Our Planning Commission has a vacancy, now what?
The correct way to address a vacancy of a position on the board is through the bylaws.
The correct way to address a vacancy of a position on a planning commission is through the bylaws. Many questions about parliamentary procedure are directed to Michigan State University Extension on a regular basis. Sometimes the answers are found directly from Henry Martyn Robert’s “Robert's Rules of Order Newly Revised, 12th ed.,” but other times they are found in state and local laws or policies.
For example, a question from a Michigan planning commission member was, “if the chair of our planning commission resigns from their position completely, including their planning commission membership, what is the correct method of replacement? I thought it was outlined in our bylaws, but it’s not.”
MSU Extension offers sample bylaws and rules of procedures that can help Michigan planning commissions get on track to be in compliance with the Michigan Planning Enabling Act, which requires each planning commission to have bylaws.
The Michigan Chapter of the American Planning Association explains that bylaws are a set of rules and instructions based on planning law that regulates specific actions of the planning commission.

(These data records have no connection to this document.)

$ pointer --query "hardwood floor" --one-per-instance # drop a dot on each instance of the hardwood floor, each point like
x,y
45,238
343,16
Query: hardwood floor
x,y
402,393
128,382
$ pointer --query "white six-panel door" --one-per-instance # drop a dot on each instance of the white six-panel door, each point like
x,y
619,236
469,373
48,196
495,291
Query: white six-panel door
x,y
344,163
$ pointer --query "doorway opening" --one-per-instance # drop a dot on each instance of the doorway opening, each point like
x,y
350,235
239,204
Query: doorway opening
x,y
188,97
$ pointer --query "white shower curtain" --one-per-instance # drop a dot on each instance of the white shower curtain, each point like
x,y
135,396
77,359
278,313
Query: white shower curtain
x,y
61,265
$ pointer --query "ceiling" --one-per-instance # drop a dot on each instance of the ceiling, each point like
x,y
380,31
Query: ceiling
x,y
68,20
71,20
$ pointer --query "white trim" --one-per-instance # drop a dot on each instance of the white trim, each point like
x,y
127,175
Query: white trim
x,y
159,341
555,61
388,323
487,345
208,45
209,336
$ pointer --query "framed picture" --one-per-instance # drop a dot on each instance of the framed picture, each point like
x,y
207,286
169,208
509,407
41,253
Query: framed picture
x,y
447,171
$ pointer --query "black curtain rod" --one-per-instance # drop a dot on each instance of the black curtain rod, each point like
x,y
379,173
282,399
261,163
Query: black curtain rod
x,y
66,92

Bylaws are intended to answer the questions above and should, at a minimum, address the following:
- Identify the duties of the planning commission, the number of members, and length of their terms.
- Set the procedure for election of officers (chairperson, vice-chairperson, secretary).
- Establish the meeting schedule and process for amendments thereto.
- Decide the order of business to be conducted within a given meeting.
- Outline the procedures for public hearings.
- Identify the process for members to declare conflicts of interest.
It should be noted that each community must adjust the bylaws to fit its specific situation and include the appropriate legal citations for city, village, township or county.
The MSU Extension Government and Community Vitality team offers training for elected and appointed officials for improved effectiveness in several areas, including various public policy issues and effects of government programs, regulation, incentives, strategies and more. By working together with local elected and appointed officials, and interested citizens, MSU Extension is able to provide education on critical local and state issues.